Here’s an example. I always use a random password when creating accounts for (eg) databases, but not every UI supports this, so I have a little shell script that generates one. I then copy and paste it from the terminal. Once I close the terminal window and copy something else, that password is stored only once.

With recall, it’s now stored permanently. Someone who gets access to my screen history is a step closer to getting into my stuff.

Of course there are workarounds. But the expectation I have around how my screen work informs the actions I take on it.

Here’s another example. I recently clicked on a link from HN and ended up on a page containing explicit images. At work. As soon as I realised what I was looking at, I clicked away.

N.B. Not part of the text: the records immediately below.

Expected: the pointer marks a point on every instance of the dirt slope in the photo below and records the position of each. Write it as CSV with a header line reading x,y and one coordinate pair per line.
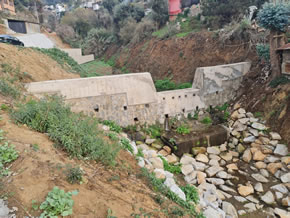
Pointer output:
x,y
178,58
38,171
39,66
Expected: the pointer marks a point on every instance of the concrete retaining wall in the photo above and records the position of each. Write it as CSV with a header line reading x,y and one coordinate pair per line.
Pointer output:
x,y
132,97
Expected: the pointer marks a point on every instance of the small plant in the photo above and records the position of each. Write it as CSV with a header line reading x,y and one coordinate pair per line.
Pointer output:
x,y
126,145
183,130
113,126
263,51
34,205
176,169
113,136
140,153
58,203
7,89
258,114
207,120
191,193
282,80
154,131
74,175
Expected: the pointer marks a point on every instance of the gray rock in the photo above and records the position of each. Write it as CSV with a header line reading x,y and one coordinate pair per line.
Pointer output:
x,y
187,169
4,210
278,195
227,189
249,139
156,162
213,162
285,178
230,210
242,212
271,159
250,206
268,198
199,166
222,175
280,188
213,150
259,126
254,132
186,160
264,173
175,189
252,199
215,181
213,170
275,136
190,177
210,212
159,173
169,182
260,178
281,150
240,199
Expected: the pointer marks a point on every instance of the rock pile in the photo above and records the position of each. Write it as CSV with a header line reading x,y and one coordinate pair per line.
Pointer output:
x,y
251,170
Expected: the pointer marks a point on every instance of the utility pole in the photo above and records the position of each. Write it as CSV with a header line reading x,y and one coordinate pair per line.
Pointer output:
x,y
36,12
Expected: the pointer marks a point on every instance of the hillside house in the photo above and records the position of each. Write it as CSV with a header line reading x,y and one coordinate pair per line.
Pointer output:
x,y
285,51
7,5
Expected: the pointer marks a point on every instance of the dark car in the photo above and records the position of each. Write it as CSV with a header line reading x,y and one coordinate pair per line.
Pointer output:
x,y
11,40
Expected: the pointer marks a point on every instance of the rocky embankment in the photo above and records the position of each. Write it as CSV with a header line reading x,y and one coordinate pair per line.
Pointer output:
x,y
249,172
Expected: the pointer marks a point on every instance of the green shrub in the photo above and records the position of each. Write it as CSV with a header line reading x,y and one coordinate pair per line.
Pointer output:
x,y
126,145
7,154
282,80
154,131
74,175
58,203
75,133
183,130
176,169
274,17
206,120
158,185
191,193
263,51
113,126
7,89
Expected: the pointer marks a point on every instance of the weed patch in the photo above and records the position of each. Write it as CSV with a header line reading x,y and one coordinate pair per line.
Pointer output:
x,y
7,89
74,175
175,169
58,202
282,80
75,133
7,155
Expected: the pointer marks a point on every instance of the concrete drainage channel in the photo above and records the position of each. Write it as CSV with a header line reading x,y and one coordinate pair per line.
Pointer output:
x,y
250,172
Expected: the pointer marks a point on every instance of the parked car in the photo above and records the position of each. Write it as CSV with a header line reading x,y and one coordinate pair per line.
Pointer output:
x,y
10,40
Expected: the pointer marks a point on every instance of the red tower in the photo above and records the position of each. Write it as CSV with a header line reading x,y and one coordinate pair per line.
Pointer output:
x,y
174,7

How long until my visual history is to be interrogated, characterised, and used to find me guilty of looking at inappropriate material in the workplace? Such a system is not going to care about my intentions. Even if I’m not disciplined, I’d certainly be embarrassed.


I don't think the above poster was really referring to who does it, but that it's creepy that you're having a conversation about your mom with your phone to begin with


As opposed to what: If you hired an actual human assistant, it wouldn't be?


Having other people read through my stuff and respond for me is creepy regardless.


This is what executive assistants do all day.

Some people view house keepers the same way. “I can’t let someone going through and touch all of my personal belongings. That’s just creepy.”

There’s a wide range of what people find creepy and also what people can and do get used to.


Assistants are generally limited to people who can afford to have one. I think that's a fair assumption. Out of all those people not everyone in that group is going to have one. Which leaves a very very few people that do have one.

Why would this translate to everybody wanting to have one?


What does that have to do with creepiness?


How many people out there are hiring personal assistants?


This something else is it pushes people to even more heavily dive into the ecosystem, if it works how they show you really want it to understand your life, so you'll want all your devices able to help build that net of data to provide your context to all your devices for answering about events and stuff, meaning hey maybe i should get an appletv instead of a chromecast so that siri knows about my shows and stuff too.


I'm just unhappy that this will mostly end up to make the moat larger and the platform lock-in more painful either way. iPhones have been going up in price, serious compute once you're deep in this will be simply extortion, as leaving the apple universe is going to be nigh impossible.

Also no competitor is going to be as good at integrating everything, as none of those have as integrated systems.


i'd be skeptical of the marketing used for the security/privacy angle. won't be surprised if there is subopena-able data out of this in some court case.

i might have missed it but there has not been much talk about guardrails or ethical use with their tools, and what they are doing about it in terms of potential abuse.


You can read the details of their approach for the privacy/security aspects of the cloud compute portion here. https://security.apple.com/blog/private-cloud-compute/


Question I have is how deeply it is integrated in non-Apple apps. Like Signal (still no Siri support) or Outlook.


It sounds like the app creators need to built in the support using SiriKit and app intentions. If they're using either already a fair bit of integration will be automatic.


Hope I can keep apples fingers from getting "deeply integrated" with my personal data.